The LLM didn't oneshot the mRNA treatment, it merely suggested the idea. Most of the steps in the process were done with specialized tools. And no novel treatments were invented wholesale, it's more applying a documented process with existing open-source tools that's just too personalized and expensive to be offered by any vet.
Why do you find the idea of a man complaining about having painstakingly hand typed a 100 page document over three month when he claims he can use an LLM in a way pretty much no-one has before him?
It's several orders of magnitude easier to get an LLM fill some kind of red tape than it could be to use it in the way he claims to have used it.
He is not using an LLM in some new and exciting way. The process of making a personalized mRNA vaccine looks something like this:
1. Collect and sequence patient's normal and tumor genomes
2. Predict immunogenic neoantigens from genome
3. Generate optimized mRNA sequence from neoantigens
4. Create vaccine from sequence
modulo some variations, which I wrote off the top of my head because I understand this technology.

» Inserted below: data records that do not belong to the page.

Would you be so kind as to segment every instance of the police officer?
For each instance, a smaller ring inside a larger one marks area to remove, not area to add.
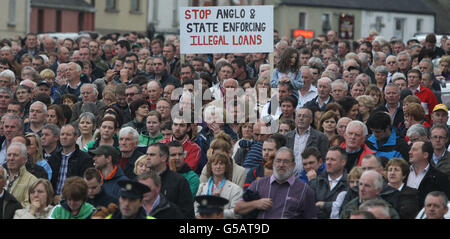
[[[228,200],[219,196],[201,195],[195,197],[198,203],[198,219],[223,219],[224,206]]]
[[[146,216],[142,207],[143,197],[145,193],[150,192],[150,188],[146,185],[131,181],[123,180],[118,182],[120,186],[119,209],[105,219],[155,219]]]

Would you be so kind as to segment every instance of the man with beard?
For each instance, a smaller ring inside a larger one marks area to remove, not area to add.
[[[287,147],[275,153],[273,175],[254,181],[248,190],[269,197],[253,201],[241,200],[234,212],[247,214],[259,210],[258,219],[316,218],[314,191],[294,176],[294,153]]]
[[[180,142],[186,151],[184,161],[195,171],[200,159],[200,146],[189,139],[188,133],[191,128],[191,123],[187,123],[183,117],[175,117],[172,123],[173,136],[159,142],[163,144],[169,144],[172,141]]]
[[[181,174],[169,169],[169,147],[162,143],[151,144],[147,148],[146,166],[161,177],[160,193],[177,205],[184,218],[194,218],[194,199],[189,182]]]
[[[250,186],[250,184],[256,179],[272,175],[275,152],[283,145],[286,145],[286,137],[278,133],[273,134],[264,140],[262,145],[262,163],[259,163],[258,166],[251,168],[248,171],[247,177],[245,178],[244,188]]]
[[[121,188],[119,210],[105,219],[155,219],[147,216],[142,207],[144,194],[151,191],[147,185],[131,180],[123,180],[118,184]]]

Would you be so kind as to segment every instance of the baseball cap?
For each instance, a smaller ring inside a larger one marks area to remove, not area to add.
[[[436,110],[444,110],[445,112],[448,113],[448,108],[447,108],[447,106],[444,105],[444,104],[438,104],[438,105],[436,105],[436,106],[433,108],[433,112],[436,111]]]

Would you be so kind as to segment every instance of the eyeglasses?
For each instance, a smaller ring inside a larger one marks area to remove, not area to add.
[[[309,115],[297,115],[297,118],[299,118],[299,119],[301,119],[301,118],[309,119],[309,118],[311,118],[311,116],[309,116]]]
[[[274,162],[276,163],[276,164],[290,164],[290,163],[292,163],[292,160],[289,160],[289,159],[275,159],[274,160]]]
[[[446,140],[447,137],[435,135],[435,136],[431,136],[431,139],[432,139],[432,140]]]

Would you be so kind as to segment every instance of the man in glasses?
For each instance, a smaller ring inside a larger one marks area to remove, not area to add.
[[[241,200],[234,212],[244,215],[258,209],[258,219],[317,218],[314,191],[294,175],[295,164],[294,152],[281,147],[275,153],[273,174],[253,181],[248,187],[265,197]]]
[[[450,158],[447,151],[448,128],[446,125],[436,124],[430,130],[433,145],[433,160],[431,165],[450,178]]]
[[[403,158],[408,161],[409,147],[398,130],[392,127],[391,122],[391,116],[387,112],[378,111],[372,114],[367,120],[367,126],[372,135],[367,138],[365,143],[376,152],[376,156]]]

Steps 1 and 4 are done by contracted labs. Steps 2 and 3 are doable through open-source computational tools and a little engineering. What does ChatGPT do here? ChatGPT explains the process, finds labs that will do 1 and 4 for pay, finds published algorithms and data for steps 2 and 3. It's barely more complicated than what ChatGPT would do to help a student with their homework.
Legal documents, on the other hand? Have you ever tried to get an LLM to do your taxes? It's not easy.
> Legal documents, on the other hand? Have you ever tried to get an LLM to do your taxes? It's not easy.
Taxes are numerate, which is where LLMs fuck up.
Legal documents are structured texts, which is where LLMs shine. Should you blindly trust the outcome? fuck no, but a good first pass is trivially achievable if you set the right parameters. and make sure its relevant to the right jurisdiction.